For organisations that have completed a Digital Discovery, leaders typically have everything needed for a detailed recommendation and aligned approach. This forms the foundation of the business case.
Over the past few years, our observations from preparing clients’ Digital Discovery presentations reveal consistent insights. While these examples relate to procuring an employee communication app, the learnings apply broadly across employee experience platforms.
Build Alliances Across Leadership
Internal Communication leaders are often the driving force behind procuring an employee communication app. However, we consistently see HR leaders, Operations leaders, CEOs, and CIOs initiating conversations or acting as key influencers in the buying process. It is critical for Communication leaders to build strong relationships and alliances with the Executive Team early.
Go Beyond Communication Metrics
When developing a business case, some Communication leaders focus solely on communication metrics – and often find they have limited data. Survey results, polls, or anecdotal feedback may indicate poor engagement but lack depth. Others rely on data from a single channel, which rarely provides a compelling foundation.

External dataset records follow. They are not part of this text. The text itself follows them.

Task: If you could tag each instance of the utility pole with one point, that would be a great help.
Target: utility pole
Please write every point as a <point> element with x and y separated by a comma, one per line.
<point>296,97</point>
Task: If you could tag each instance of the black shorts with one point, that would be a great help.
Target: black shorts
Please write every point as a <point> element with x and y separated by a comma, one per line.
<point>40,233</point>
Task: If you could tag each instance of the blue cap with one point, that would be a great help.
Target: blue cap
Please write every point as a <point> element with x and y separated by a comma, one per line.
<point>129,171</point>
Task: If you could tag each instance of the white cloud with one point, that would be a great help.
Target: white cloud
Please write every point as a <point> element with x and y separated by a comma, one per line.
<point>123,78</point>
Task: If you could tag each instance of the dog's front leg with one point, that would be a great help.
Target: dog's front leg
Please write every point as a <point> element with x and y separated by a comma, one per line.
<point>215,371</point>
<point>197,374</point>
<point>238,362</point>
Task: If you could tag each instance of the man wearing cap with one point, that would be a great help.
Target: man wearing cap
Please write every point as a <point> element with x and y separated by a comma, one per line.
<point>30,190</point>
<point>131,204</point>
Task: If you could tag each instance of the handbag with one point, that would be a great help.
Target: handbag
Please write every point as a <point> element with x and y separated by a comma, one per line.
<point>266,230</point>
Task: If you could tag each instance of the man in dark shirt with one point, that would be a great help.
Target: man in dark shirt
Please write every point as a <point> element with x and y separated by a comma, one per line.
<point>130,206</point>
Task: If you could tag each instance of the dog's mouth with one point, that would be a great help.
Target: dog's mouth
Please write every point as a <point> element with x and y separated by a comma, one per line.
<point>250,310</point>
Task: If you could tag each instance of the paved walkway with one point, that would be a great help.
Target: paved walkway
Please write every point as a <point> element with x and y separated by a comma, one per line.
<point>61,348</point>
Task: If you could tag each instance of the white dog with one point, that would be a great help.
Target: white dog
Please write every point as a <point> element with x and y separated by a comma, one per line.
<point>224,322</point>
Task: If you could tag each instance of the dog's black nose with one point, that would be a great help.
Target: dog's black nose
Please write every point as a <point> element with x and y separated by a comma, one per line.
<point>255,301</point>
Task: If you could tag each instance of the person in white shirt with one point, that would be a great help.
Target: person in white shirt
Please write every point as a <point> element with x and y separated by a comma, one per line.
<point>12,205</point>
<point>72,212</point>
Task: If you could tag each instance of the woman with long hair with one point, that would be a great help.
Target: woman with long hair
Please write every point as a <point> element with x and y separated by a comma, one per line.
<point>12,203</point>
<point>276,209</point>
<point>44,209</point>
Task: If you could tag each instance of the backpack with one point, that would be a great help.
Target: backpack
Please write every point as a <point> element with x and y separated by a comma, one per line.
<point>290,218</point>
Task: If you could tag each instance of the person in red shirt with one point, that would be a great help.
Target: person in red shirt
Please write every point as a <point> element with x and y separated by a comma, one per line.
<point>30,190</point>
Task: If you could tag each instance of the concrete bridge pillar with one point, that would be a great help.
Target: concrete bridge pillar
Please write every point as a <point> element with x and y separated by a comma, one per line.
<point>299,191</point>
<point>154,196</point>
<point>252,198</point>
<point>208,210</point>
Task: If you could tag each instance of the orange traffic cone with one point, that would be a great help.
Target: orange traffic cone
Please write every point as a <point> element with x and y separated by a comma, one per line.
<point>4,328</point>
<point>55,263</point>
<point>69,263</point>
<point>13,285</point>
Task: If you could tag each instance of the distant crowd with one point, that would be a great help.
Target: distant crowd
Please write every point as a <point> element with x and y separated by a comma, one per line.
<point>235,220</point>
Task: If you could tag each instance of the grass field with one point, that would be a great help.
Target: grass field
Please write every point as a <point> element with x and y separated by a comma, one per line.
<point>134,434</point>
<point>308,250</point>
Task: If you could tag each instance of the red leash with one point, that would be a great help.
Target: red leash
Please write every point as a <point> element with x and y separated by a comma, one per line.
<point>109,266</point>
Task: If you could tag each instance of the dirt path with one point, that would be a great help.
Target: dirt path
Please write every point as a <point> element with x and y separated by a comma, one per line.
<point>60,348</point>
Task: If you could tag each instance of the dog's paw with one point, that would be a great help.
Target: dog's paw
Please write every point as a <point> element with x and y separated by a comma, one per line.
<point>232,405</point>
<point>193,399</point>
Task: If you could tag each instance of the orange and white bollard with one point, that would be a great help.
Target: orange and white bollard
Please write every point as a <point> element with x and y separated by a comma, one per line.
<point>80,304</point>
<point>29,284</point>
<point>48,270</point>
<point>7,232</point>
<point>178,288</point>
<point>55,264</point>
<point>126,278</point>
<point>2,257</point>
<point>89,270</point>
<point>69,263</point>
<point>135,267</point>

Our experience shows the most effective approach is to work with the Executive Team to develop a business case that aligns with broader business goals. Here are three metrics we consistently see in successful cases:
1. Improving Retention
Retention is a powerful metric. Employee communication apps drive engagement and belonging – especially among hard-to-reach frontline workers. Improving retention of frontline employees by just 1% can pay for the app ten times over in a large enterprise.
2. Driving Productivity
Simplifying the digital employee experience is another common metric. Through Digital Discovery, we quantify the impact of transforming a cluttered tech environment into a single integrated multi-channel experience. For large enterprises, introducing an employee communication app can unlock up to $10 million in savings simply by enabling employees to find and access what they need when they need it. Internal Communication teams also save hundreds of hours by moving from fragmented processes to a unified platform – boosting operational effectiveness and delivering measurable ROI.
3. Channel Simplification
Channel rationalisation is the third metric we frequently see. If an employee communication app replaces multiple tools – such as two intranets, an event app, a survey tool, and even some HR platforms – the cost of procuring the app often ends up lower than maintaining the current channels.
Factor in Ongoing Costs
Finally, don’t overlook ongoing Opex costs. Leaders often focus on Capex for the app itself but forget the costs to implement it effectively and sustain it over time. Consider whether internal resources are available or if external partners are needed to ensure success.